4) Schizophrenia I Flashcards
Schizophrenia (definition)
= a serious debilitating mental disorder (‘psychosis’) that manifests itself during early adulthood
- frequency (~1%), core symptoms and course are quite uniform across all cultures (= physiological basis)
- life expectancy 12-15 yrs <. average
- high rates of suicide
- high co-morbidity
- high health costs
History of Schizophrenia
Emil Kraeplin - 1887
- realised that there was a different group of patients in psychiatric care with psychosis
- named it ‘dementia praecox’ –> premature aging or dementia
- characterised by rapid cognitive decline in the late teens to early adulthood
- Kraeplinian dichotomy = separation between manic-depressive psychosis (bipolar disorder) and dementia praecox (Schizophrenia)

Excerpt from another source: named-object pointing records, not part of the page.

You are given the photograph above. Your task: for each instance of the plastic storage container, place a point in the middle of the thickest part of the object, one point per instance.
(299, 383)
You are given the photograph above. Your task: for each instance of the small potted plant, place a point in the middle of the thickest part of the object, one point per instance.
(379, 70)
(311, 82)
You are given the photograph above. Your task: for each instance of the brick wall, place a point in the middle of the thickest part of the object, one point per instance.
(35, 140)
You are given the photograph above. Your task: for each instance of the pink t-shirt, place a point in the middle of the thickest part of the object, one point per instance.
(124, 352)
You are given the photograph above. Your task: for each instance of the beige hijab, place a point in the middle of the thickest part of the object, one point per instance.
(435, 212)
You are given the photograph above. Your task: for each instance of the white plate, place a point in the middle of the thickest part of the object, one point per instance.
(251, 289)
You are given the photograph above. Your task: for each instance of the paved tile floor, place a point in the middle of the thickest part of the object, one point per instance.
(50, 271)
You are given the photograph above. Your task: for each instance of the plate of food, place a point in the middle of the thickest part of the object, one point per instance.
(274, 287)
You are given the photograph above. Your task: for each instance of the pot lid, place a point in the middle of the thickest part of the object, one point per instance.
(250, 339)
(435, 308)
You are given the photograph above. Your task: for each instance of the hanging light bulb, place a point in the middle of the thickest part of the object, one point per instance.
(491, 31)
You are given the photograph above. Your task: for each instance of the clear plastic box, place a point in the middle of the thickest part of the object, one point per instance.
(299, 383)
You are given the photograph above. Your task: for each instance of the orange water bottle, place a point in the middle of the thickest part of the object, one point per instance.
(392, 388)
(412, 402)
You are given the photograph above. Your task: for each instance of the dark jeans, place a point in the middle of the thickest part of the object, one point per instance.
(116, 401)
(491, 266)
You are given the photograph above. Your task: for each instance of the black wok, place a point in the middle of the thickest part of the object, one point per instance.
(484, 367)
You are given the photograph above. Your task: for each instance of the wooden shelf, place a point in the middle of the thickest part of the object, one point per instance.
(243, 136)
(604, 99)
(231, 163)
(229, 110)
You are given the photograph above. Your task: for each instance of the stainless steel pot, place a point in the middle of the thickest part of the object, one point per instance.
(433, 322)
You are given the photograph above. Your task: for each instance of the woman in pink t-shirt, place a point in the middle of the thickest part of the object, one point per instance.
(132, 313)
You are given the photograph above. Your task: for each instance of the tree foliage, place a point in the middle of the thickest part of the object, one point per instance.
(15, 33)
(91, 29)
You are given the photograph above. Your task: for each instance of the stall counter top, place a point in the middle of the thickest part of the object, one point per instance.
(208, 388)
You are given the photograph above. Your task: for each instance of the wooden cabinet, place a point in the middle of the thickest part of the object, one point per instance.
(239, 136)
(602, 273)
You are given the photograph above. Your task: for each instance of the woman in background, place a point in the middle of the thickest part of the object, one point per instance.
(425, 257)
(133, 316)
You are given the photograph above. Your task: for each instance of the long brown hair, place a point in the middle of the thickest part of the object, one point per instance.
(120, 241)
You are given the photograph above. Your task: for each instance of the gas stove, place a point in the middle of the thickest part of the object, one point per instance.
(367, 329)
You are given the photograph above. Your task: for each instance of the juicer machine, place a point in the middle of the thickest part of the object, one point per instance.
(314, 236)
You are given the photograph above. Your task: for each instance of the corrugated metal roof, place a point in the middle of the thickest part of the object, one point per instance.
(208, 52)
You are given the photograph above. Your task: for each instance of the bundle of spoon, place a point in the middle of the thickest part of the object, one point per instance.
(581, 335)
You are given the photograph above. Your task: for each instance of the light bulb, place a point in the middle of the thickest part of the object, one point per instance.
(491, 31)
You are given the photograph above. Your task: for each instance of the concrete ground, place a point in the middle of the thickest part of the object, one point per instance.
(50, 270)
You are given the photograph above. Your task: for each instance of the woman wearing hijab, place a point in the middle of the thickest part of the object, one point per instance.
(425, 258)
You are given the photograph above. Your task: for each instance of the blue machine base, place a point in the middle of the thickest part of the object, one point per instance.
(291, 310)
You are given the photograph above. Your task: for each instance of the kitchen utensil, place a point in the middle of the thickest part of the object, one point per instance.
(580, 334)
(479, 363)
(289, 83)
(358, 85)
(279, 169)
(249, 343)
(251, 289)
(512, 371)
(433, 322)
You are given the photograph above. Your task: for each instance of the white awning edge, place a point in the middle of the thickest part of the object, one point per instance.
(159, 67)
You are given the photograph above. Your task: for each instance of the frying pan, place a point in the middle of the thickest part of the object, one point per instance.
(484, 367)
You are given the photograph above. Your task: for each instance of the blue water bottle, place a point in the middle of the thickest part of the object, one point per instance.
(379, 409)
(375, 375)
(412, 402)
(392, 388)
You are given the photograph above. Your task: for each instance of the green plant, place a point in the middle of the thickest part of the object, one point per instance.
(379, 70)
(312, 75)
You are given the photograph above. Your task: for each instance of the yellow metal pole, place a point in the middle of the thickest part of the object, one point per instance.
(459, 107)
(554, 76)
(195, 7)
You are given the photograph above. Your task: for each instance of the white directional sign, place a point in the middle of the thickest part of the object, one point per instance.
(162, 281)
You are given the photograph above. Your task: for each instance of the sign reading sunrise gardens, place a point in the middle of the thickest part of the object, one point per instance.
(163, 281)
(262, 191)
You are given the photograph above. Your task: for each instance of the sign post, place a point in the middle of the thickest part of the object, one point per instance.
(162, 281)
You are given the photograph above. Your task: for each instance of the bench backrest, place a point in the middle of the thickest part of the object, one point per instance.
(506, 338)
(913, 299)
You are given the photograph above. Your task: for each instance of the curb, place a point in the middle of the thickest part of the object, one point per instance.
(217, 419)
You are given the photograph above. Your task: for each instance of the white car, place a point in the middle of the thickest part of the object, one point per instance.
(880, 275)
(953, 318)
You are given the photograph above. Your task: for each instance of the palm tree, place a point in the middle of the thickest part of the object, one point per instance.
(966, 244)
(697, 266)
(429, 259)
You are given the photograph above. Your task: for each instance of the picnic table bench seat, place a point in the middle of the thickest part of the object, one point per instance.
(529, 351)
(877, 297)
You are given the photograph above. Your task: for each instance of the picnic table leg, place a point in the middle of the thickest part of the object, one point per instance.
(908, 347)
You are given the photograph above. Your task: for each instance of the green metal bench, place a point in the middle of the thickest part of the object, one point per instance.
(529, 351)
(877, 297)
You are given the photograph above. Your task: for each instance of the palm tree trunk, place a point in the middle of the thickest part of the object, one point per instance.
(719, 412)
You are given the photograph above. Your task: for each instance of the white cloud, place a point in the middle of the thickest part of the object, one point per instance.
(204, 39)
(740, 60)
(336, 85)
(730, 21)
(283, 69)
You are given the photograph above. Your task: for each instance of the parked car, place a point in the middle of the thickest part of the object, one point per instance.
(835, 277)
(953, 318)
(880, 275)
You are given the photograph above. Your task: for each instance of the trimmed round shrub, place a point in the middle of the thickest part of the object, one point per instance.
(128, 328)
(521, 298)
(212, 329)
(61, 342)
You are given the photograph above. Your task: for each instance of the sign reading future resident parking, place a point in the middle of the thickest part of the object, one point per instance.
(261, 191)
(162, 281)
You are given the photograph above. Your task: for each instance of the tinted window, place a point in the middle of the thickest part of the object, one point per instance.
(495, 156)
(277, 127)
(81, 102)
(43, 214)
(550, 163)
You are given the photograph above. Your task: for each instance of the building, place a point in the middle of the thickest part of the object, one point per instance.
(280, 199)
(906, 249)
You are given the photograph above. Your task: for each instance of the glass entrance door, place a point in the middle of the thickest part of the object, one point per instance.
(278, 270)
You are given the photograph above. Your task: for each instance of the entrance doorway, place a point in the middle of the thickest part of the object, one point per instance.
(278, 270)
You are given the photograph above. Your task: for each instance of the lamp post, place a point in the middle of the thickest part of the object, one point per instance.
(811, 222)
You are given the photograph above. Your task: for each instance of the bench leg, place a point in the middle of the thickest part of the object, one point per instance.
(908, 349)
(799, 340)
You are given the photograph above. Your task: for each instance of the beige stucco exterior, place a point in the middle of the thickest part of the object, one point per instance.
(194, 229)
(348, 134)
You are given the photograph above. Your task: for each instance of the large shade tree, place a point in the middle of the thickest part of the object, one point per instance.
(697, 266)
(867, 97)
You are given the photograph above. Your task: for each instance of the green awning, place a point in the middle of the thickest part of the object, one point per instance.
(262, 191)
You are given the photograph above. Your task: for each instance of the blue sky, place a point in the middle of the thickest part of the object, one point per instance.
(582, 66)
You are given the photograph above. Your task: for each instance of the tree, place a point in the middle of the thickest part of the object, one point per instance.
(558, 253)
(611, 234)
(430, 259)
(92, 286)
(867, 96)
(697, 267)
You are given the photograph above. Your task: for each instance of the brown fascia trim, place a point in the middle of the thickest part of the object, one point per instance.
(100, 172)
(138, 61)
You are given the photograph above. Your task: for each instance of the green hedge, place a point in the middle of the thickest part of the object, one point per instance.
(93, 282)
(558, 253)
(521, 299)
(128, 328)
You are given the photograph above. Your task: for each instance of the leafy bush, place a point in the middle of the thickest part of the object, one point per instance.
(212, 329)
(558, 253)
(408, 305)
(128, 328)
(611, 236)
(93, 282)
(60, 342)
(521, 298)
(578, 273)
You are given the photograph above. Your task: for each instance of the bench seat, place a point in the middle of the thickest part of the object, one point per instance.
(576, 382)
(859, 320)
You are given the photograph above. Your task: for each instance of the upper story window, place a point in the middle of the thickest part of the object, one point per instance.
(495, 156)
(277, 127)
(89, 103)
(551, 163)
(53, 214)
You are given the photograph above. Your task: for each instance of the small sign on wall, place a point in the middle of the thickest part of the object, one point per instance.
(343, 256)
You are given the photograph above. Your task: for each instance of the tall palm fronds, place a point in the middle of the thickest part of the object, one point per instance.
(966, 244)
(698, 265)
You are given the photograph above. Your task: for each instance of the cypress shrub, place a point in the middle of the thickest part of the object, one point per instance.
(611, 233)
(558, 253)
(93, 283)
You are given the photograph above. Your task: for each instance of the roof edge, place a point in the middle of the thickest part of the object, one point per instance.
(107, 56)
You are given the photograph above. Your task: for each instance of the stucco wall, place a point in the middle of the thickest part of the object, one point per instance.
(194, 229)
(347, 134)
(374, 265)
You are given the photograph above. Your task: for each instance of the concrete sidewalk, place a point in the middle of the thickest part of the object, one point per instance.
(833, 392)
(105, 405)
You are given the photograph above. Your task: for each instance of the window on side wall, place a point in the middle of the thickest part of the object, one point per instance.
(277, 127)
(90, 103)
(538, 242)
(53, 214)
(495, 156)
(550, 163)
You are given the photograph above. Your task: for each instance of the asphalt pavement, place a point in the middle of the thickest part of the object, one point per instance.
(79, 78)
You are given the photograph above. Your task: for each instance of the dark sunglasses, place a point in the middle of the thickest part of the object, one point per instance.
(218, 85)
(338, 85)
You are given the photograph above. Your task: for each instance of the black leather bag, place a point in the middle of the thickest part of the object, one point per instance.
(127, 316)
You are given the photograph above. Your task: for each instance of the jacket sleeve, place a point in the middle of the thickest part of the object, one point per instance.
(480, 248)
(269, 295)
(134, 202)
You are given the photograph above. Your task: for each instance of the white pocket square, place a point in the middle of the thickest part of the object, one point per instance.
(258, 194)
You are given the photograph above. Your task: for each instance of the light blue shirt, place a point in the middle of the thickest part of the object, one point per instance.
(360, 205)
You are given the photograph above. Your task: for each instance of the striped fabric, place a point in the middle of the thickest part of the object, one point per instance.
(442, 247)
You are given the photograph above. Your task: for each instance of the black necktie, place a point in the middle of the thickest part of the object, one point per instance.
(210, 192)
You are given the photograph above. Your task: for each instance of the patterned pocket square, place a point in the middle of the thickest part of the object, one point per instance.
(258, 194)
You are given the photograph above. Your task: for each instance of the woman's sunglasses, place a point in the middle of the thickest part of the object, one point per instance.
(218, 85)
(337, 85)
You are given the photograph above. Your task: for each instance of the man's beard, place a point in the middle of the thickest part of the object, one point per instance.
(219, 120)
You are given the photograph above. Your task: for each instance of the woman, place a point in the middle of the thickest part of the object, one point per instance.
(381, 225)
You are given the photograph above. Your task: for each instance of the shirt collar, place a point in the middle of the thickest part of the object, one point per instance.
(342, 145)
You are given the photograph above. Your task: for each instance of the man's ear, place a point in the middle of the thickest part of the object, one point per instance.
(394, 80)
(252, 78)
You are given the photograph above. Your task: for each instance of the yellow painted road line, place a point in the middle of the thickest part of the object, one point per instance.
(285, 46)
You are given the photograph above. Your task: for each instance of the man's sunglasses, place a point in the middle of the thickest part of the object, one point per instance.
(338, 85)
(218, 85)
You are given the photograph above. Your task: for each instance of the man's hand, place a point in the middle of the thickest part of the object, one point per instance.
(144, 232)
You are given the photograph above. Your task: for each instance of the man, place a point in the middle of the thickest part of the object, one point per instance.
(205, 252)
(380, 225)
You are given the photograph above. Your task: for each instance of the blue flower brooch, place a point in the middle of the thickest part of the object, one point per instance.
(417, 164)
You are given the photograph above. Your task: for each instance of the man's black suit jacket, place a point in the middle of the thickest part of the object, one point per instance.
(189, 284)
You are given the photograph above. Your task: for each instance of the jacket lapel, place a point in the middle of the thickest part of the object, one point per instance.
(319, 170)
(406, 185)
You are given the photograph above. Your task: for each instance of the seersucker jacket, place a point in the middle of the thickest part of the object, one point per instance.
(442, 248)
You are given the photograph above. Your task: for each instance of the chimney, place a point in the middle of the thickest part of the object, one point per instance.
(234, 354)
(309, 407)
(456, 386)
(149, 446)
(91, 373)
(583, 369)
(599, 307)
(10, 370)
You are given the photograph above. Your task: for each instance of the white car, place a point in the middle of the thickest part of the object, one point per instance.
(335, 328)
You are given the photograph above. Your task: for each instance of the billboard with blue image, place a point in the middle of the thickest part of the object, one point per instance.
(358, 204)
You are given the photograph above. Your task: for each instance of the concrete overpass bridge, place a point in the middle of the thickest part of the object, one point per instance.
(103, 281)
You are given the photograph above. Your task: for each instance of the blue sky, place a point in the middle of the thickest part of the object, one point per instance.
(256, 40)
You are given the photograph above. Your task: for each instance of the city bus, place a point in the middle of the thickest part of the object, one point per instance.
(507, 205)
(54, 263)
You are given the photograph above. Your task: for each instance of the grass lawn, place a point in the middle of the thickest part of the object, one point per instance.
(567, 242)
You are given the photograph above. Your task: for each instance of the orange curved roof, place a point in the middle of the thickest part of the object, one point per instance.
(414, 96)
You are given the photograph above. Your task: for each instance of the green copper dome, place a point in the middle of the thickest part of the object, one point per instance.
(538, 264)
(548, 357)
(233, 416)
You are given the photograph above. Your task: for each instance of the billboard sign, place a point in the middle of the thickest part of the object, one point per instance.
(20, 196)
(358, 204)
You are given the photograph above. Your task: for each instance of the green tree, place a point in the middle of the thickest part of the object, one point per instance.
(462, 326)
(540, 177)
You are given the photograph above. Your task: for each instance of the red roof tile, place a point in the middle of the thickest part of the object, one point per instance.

- core feature: cognitive decline –> dire diagnosis
Eugen Bleuler - 1908
- introduced term ‘Schizophrenia’: split personality –> disorder of dissociation
- not as dire as Kraeplin’s description
- Schizophrenia as a biological process, dementia was a secondary symptom
- separation among personality, cognition, memory and perception
- core feature: negative symptoms
Kurt Schneider -1920s
- criteria for schizophrenia–> groundwork for DSM and ICD diagnosis
First ranked symptoms:
- auditory hallucinations
- passivity experiences (external forces controlling the body)
- thought withdrawal
- thought insertion
- thought broadcasting
- delusional percpetion
Core feature: psychosis
Diagnosis of Schizophrenia (DSM-5)
- at least 2 symptoms (one at least from category 1-3) for at least 1 month
- attenuated symptoms at least 6 months
> otherwise could be drug-induced psychosis/other mental disorder
> sometimes even healthy population shows sign of psychosis (only shortly)
Positive symptoms
1) delusions
2) hallucinations
Cognitive symptoms
3) disorganised speech (eg frequent derailment/incoherence)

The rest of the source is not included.